In apparent retribution for the palace attack, Aristide supporters torched the headquarters of the Convergence opposition alliance in the capital as well as three buildings that serve as headquarters for the socialist National Congress of Democratic Movements, the center-left Convention of Democratic Unity and the rightist Alliance for the Liberation of Haiti, all members of the 15-party alliance.

Aristide supporters also burned down the home of opposition leader Luc Mesadieu in northern Gonaives and attacked the home of opposition leader Gerard Pierre-Charles in Petionville, just outside Port-au-Prince. There were no reported injuries.

They also ransacked the French Institute, a cultural center in Port-au-Prince run by the French government. Aristide has accused the international community of "economic terrorism" in suspending aid. France has been among donors withholding aid over disputed elections last year.

By midmorning police had retaken the palace, shooting and killing one gunman, said National Palace security head Jean Oriel.

The other gunmen fled and police were searching for them, Oriel said.

Oriel said the gunman who died, like others in the group, was dressed in the khaki uniform of Haiti's former army, which Aristide disbanded after he returned to power in 1994.

"I don't know what happened at the National Palace, but it has become a pretext to massacre the opposition," said former Justice Minister Gerard Gourgue, who heads the opposition alliance.

Gourgue said he has gone into hiding and fears for his life.

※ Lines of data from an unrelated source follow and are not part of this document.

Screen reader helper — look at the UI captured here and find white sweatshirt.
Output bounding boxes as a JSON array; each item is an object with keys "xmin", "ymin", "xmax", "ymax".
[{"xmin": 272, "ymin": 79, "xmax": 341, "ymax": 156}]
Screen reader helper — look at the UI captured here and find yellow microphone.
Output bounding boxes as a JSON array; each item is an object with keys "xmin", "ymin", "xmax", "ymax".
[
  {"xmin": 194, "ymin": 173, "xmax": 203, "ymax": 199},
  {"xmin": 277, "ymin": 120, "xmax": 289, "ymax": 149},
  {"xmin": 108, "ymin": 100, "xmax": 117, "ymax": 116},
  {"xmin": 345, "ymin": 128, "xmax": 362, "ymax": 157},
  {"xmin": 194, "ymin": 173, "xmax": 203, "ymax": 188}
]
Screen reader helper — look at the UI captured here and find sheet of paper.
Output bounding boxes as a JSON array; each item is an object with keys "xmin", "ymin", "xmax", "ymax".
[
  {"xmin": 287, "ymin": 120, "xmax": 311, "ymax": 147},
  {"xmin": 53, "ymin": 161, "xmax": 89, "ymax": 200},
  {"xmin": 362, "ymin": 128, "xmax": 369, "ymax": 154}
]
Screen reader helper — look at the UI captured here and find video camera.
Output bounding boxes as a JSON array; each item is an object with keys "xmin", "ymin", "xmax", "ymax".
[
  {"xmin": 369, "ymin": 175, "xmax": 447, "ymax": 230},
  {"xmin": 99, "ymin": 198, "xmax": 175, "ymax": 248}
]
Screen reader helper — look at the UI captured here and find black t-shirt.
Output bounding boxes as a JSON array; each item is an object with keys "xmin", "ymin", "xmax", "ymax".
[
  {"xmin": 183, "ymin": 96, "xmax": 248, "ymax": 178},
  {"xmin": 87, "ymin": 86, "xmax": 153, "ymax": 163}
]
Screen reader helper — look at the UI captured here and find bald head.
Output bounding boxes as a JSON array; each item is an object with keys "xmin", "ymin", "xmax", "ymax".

Culture and Communication Minister Guy Paul called the burning of the opposition headquarters "a regrettable incident" but said "the people are enraged and things like that are difficult to avoid."

Before attacking the national palace, the commandos attempted to attack the national penitentiary, but they were rebuffed.

The gunmen then moved onto the palace, lobbing a grenade at the building around 2 a.m., then opening fire as they entered, Maurice said. They killed two police officers guarding the palace, and six others were wounded in the clash, Maurice said.

A pickup truck, apparently carrying some of the gunmen, sped out of the palace in the morning and escaped, national radio reported. The men in the truck shot and killed two passers-by as they fled, witnesses said.

At the palace, the attackers used the building's two-way radio system to communicate among themselves, some in Creole and others in English and Spanish, Maurice said.

A government official, speaking on condition of anonymity, said the attackers identified their leader as the former police chief of northern Cap-Haitien city, Guy Philippe, who fled to the neighboring Dominican Republic last year with seven police officers accused of plotting a coup.

But Philippe called The Associated Press from the Dominican Republic to deny involvement in the attack, saying "it was a staged event to give a pretext for attacking the opposition."

American Airlines canceled its six flights to Port-au-Prince on Monday. Charter carriers also said they weren't flying to Haiti.

Both Haitian and Dominican authorities tightened security along their common border but the border remained open.

Flaming tire barricades burned on several corners in the capital. Several radio stations went off air, and personnel from the U.S. Embassy were told to stay home.

Since Aristide's Lavalas Family party swept parliamentary and local elections in May 2000, Haiti has been mired in unrest with the opposition calling the elections fraudulent and foreign donors refusing to release hundreds of millions of dollars in aid until results are revised.

There has also been mounting grass-roots opposition to Aristide within his own party. Protesters have accused Aristide of failing to deliver on promises of basic services such as sanitation and electricity.